In a Circular No 27/01/2018-GST dated 4th January 2018, the Ministry of Finance has attempted to clarify certain issues on the levy of GST for specified services.
- Accommodation Services
The Circular clarifies that GST would be levied on the tariff published anywhere. In case the actual amount charged differs from the published tariff, GST would be charged on the actual amount charged. If tariff changes between booking and actual usage, GST would be charged on the published tariff at the time of supply (which, one should assume, would be the time of booking).
Somewhere else in the Circular, it has been stated that Price/ declared tariff does not include taxes and that Room rent in hospitals is exempt.
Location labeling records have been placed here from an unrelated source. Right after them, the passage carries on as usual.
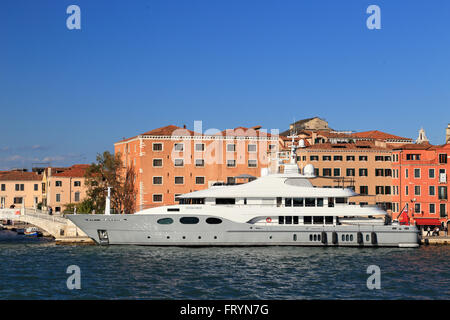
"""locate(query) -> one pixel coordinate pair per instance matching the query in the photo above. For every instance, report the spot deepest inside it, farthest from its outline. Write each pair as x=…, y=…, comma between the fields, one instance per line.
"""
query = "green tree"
x=109, y=171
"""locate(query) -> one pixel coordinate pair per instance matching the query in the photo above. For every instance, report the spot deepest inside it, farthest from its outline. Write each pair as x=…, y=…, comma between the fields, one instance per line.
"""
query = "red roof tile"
x=19, y=176
x=75, y=171
x=378, y=135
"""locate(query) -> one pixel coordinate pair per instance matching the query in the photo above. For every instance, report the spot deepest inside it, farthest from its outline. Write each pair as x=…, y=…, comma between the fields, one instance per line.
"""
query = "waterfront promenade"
x=58, y=227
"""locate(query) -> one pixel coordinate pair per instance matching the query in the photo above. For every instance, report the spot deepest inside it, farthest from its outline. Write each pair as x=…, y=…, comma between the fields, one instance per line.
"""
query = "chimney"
x=447, y=134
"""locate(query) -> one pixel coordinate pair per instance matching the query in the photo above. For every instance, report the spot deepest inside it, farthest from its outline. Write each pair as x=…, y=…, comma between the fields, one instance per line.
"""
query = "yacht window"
x=310, y=202
x=318, y=220
x=288, y=202
x=165, y=221
x=298, y=202
x=189, y=220
x=213, y=221
x=320, y=202
x=225, y=201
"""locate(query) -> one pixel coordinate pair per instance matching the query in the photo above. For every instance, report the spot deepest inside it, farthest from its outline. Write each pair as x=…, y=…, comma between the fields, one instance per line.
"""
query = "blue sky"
x=66, y=95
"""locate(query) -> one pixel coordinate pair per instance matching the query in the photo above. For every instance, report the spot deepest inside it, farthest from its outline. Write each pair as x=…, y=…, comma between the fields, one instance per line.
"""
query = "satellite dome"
x=308, y=170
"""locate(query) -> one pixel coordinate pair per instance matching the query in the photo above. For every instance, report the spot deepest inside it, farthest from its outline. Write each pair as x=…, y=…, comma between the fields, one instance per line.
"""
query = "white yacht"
x=276, y=209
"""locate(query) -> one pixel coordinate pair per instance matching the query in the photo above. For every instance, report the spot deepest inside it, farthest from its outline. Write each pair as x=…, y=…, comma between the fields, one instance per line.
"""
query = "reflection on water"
x=36, y=269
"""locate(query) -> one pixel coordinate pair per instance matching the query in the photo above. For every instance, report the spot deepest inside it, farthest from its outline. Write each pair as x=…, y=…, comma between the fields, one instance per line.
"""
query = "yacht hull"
x=144, y=229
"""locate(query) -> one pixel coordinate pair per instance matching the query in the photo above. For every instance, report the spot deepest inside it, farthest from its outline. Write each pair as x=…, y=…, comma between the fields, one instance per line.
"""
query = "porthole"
x=189, y=220
x=213, y=220
x=165, y=221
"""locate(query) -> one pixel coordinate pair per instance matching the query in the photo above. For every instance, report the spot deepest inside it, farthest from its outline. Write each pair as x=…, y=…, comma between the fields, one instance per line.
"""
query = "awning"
x=427, y=222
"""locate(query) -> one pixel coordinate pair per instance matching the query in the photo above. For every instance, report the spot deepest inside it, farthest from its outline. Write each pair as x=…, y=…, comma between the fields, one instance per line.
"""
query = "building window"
x=231, y=147
x=231, y=180
x=379, y=190
x=179, y=180
x=199, y=180
x=231, y=163
x=178, y=162
x=431, y=174
x=252, y=164
x=364, y=190
x=417, y=208
x=416, y=173
x=417, y=190
x=363, y=172
x=199, y=147
x=432, y=208
x=199, y=162
x=413, y=156
x=157, y=146
x=431, y=190
x=442, y=193
x=251, y=148
x=157, y=162
x=178, y=147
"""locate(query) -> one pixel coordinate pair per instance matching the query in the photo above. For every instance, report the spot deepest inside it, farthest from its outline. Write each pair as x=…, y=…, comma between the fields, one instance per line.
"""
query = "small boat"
x=33, y=231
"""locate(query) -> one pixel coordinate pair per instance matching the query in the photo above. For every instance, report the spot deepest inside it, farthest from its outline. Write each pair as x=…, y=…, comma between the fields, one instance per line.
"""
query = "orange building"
x=63, y=186
x=20, y=188
x=420, y=177
x=171, y=160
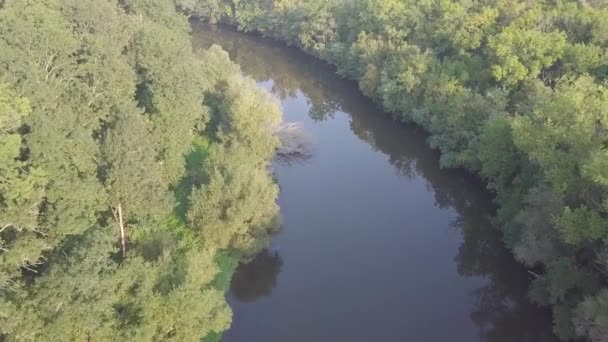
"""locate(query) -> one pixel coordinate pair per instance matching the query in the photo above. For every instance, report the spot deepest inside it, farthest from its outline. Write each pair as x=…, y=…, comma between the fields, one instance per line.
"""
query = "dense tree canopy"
x=512, y=89
x=111, y=131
Any service by way of serving of food or drinks including by a bakery qualifies under section 10 (1) (b) of CGST Act and hence GST rate of composition levy for the same would be 5%.
A final clarification on accommodation services states that homestays with a turnover below the threshold of Rs 20 lakhs who provide accommodation services through electronic commerce operators, need not take out a GST registration.
- Casinos and Gambling
The Circular clarifies that GST would be charged @ 28% on the value of admission fees and the total bet value.
- Race Clubs
In the Circular, the Tax Research Unit clarifies that GST would be leviable on the entire bet value i.e. total of face value of any or all bets paid into the totalisator or placed with licensed book makers, as the case may be. As an Illustration, they clarify that if the entire bet value is Rs. 100, GST leviable will be Rs. 28/-.
A critique by GST Garage
The value on which casinos and race clubs have to charge tax has always been unclear. This can be attributed to the needless attempt to frame valuation rules for services way back in 2004. Prior to this, service tax laws had the concept of “ Gross Amount Charged” which should ideally be what GST should be paid on. Casinos and race clubs charge only the entry fee while they collect the other betting money on behalf of the customers. Soon, both these issues are going to land up in the courts. The GST Council would do well to prevent long-winded litigation by removing the valuation requirement for services and going back to the concept of “gross amount charged for services rendered”.
- 4. Publishing/Printing/Selling of books
A lot of questions were asked on whether the following activities were supply of goods or a supply of services:
- The books are printed/ published/ sold on procuring copyright from the author or his legal heir
- The books are printed/ published/ sold against a specific brand name
- The books are printed/ published/ sold on paying copyright fees to a foreign publisher for publishing Indian edition (same language) of foreign books
- The books are printed/ published/ sold on paying copyright fees to a foreign publisher for publishing Indian language edition (translated).
To all the above questions, the Circular has only one answer:
The supply of books shall be treated as supply of goods as long as the supplier
owns the books and has the legal rights to sell those books on his own account.
A critique by GST Garage
A very simple response to lots of questions! However, the response does not clarify who is the supplier. For instance, who would be the supplier if an author decides to self-publish a book through a publisher?
- Legal Services:
The Circular ends by stating that in case of legal services including representational services provided by an advocate including a senior advocate to a business entity, GST is required to be paid by the recipient of the service under reverse charge mechanism, i.e. the business entity.